Si la nouvelle expérimentation qui se développe dès « L’Oiseau » et se systématise avec le « Carnet du Bois de pins » aboutit à des textes très longs, c’est parce que le but est moins cette fois de faire de ces textes des équivalents d’objets que de parvenir à saisir grâce à eux où se situe l’essentiel de l’expérience vécue au contact de ces objets. Or il faut pour cela convoquer, étaler l’ensemble des réflexions qu’ils suscitent, en vertu d’un procédé que Ponge explicite ainsi dans « Notes prises pour un oiseau » : « au fond ce qui importe, n’est-ce pas de saisir le nœud ? Lorsque j’aurai écrit plusieurs pages, en les relisant j’apercevrai où se trouve ce nœud, où est l’essentiel » (RE, 349). L’attention portée à la saisie de cette expérience relègue ainsi au second plan – momentanément – la question de l’achèvement du texte.
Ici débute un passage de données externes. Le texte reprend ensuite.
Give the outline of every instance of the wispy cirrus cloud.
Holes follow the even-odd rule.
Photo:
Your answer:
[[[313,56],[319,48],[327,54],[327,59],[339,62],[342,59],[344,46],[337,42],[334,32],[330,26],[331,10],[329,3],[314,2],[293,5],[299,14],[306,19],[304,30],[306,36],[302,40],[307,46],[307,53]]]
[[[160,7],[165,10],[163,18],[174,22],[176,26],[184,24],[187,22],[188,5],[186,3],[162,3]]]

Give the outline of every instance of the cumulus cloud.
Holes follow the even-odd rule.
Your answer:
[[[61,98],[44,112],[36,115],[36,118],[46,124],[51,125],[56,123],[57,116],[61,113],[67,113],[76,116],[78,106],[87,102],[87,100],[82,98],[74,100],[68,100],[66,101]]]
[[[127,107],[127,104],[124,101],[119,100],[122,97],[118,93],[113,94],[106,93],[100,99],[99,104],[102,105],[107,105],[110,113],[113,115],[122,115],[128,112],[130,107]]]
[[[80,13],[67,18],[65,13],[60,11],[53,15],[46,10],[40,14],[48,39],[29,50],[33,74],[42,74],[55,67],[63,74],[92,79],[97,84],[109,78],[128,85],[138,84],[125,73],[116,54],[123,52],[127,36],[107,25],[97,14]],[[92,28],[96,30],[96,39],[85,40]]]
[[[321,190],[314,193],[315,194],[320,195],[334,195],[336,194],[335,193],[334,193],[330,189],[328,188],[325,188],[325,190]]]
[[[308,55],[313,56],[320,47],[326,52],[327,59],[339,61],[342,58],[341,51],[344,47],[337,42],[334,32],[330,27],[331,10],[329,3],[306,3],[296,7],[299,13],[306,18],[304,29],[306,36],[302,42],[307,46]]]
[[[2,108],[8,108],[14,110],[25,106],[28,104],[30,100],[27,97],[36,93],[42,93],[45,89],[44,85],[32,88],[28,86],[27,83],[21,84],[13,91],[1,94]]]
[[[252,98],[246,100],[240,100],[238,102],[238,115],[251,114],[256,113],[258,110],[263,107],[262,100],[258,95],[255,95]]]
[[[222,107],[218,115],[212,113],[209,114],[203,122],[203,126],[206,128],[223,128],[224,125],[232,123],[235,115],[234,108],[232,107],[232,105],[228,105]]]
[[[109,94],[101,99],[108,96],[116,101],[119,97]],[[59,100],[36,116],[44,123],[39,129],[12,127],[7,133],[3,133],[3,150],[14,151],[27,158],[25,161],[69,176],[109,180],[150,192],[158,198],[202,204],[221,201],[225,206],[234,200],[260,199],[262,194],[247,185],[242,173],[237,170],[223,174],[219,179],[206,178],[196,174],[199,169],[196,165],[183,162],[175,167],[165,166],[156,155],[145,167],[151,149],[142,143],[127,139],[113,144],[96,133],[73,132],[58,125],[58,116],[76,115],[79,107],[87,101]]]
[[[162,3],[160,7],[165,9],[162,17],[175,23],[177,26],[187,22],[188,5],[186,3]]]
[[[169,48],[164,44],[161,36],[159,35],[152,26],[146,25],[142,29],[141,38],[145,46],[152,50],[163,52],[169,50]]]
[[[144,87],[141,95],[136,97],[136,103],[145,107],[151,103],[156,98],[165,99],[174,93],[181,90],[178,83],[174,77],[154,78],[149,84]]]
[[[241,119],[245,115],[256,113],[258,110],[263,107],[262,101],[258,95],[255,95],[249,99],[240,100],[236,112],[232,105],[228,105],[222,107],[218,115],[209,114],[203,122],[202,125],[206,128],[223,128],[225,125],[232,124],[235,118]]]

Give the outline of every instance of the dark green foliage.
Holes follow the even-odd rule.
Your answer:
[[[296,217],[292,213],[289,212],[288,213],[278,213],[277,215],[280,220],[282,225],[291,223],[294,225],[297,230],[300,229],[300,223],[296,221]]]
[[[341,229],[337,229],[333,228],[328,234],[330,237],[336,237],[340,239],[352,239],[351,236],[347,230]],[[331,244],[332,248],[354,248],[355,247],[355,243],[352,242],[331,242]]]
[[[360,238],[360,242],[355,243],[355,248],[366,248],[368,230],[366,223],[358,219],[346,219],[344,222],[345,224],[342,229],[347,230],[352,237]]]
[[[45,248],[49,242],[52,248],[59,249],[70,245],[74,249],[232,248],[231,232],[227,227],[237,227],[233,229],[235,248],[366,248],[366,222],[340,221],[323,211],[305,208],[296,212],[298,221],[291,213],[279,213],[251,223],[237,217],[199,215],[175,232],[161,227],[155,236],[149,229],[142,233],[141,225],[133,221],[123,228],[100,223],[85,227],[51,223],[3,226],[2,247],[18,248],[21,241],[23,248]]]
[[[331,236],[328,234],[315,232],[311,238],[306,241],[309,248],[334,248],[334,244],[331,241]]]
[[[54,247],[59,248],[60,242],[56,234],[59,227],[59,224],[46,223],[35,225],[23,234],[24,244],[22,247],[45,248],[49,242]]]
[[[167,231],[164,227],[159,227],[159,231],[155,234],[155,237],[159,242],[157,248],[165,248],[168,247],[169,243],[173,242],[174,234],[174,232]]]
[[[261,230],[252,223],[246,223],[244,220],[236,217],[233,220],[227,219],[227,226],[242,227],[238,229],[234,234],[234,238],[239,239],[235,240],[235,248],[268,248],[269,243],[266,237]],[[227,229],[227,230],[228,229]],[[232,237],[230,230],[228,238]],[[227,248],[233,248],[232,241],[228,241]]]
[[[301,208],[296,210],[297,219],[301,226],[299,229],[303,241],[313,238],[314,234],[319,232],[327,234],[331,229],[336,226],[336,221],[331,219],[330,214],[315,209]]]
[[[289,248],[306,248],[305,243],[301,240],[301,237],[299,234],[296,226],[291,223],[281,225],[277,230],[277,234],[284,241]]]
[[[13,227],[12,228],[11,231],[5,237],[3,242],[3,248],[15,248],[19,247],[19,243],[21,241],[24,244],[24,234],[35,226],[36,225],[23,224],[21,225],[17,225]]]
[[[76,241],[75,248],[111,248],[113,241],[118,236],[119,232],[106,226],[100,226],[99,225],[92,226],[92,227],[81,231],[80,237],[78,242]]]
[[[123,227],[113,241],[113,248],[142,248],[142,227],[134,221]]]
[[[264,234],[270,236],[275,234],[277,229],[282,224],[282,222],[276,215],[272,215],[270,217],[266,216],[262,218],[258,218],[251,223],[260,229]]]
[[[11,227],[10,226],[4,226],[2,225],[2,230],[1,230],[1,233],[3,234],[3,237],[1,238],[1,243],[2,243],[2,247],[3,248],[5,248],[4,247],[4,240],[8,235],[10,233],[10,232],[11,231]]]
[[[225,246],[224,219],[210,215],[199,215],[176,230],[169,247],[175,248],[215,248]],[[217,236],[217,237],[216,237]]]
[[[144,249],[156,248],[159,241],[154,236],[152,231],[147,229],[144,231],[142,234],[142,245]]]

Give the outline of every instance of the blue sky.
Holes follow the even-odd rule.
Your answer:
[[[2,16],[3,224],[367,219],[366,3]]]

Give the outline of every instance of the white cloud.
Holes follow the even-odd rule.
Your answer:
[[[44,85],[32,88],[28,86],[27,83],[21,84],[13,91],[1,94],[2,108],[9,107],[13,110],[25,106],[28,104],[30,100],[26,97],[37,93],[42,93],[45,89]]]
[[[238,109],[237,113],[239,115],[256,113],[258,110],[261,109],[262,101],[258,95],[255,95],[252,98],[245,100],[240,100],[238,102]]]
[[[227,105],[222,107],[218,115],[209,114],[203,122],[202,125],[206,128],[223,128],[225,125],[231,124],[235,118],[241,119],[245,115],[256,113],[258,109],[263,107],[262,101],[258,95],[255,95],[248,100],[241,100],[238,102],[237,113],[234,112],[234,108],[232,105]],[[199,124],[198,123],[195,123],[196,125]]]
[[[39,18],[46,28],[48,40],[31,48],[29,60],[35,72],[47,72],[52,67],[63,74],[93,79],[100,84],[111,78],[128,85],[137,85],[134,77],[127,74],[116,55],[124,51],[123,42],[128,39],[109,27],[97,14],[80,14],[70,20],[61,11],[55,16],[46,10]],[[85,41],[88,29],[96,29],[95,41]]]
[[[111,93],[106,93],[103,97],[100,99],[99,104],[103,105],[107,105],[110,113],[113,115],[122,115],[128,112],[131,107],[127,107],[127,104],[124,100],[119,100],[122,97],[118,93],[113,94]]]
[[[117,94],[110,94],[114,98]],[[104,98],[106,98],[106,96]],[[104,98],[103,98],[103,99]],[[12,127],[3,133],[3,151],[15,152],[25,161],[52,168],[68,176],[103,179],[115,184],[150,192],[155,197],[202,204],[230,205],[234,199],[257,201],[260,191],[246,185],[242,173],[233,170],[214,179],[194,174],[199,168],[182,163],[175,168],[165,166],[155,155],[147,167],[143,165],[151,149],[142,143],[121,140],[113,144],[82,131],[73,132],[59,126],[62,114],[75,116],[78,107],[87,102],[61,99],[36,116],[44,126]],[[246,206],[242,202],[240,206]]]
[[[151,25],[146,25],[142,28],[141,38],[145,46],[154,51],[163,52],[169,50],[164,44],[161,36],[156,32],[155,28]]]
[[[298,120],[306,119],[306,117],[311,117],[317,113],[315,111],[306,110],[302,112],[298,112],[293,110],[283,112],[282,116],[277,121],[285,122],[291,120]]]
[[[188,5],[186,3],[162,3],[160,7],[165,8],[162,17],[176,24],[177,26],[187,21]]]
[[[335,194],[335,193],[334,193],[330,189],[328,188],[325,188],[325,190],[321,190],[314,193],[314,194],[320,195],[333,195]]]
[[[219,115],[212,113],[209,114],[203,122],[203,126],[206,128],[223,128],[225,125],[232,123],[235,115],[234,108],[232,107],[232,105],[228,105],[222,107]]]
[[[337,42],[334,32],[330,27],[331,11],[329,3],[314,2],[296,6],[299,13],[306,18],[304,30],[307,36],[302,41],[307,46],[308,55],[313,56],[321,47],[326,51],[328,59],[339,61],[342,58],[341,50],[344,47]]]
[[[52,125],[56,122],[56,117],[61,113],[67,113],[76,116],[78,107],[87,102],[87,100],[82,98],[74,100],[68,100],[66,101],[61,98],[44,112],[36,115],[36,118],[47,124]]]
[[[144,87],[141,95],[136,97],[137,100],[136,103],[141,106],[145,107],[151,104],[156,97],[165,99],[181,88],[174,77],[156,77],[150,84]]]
Avec les textes de La Rage, il semble que l’intérêt se déplace de l’objet vers l’expérience profonde vécue au contact de cet objet, vers l’« accroissement personnel » que permet cette expérience. La rage d’expression est rage d’appropriation du substrat subjectif sur fond de quoi l’objet se découpe. L’ex-pression, pour être juste, doit jaillir de ce substrat. Il s’agit en quelque sorte d’une deuxième manière de contenir la dérive des mots : en choisissant de décrire les objets, Ponge avait donné mission à ceux-ci de lester les mots d’un poids de réel. Quinze ans plus tard, il entend les enraciner aussi dans leur réalité subjective. On voit surgir dans « Le Mimosa » et culminer dans « La Mounine » un ancrage inédit de l’objet dans un contexte biographique. Cependant Ponge se méfie de toute dérive vers l’affect ; aussi l’enracinement dans le substrat émotionnel s’équilibre-t-il d’une mise à distance, favorable à l’expression. C’est entre ces deux pôles que progressent les textes écrits pendant ces mois de travail ininterrompu qui conduisent du « Mimosa » à « La Mounine ». La datation systématique des textes, à partir du « Bois de pins », permet de retracer ce cheminement et d’observer comment les différentes rédactions – parfois simultanées – interagissent.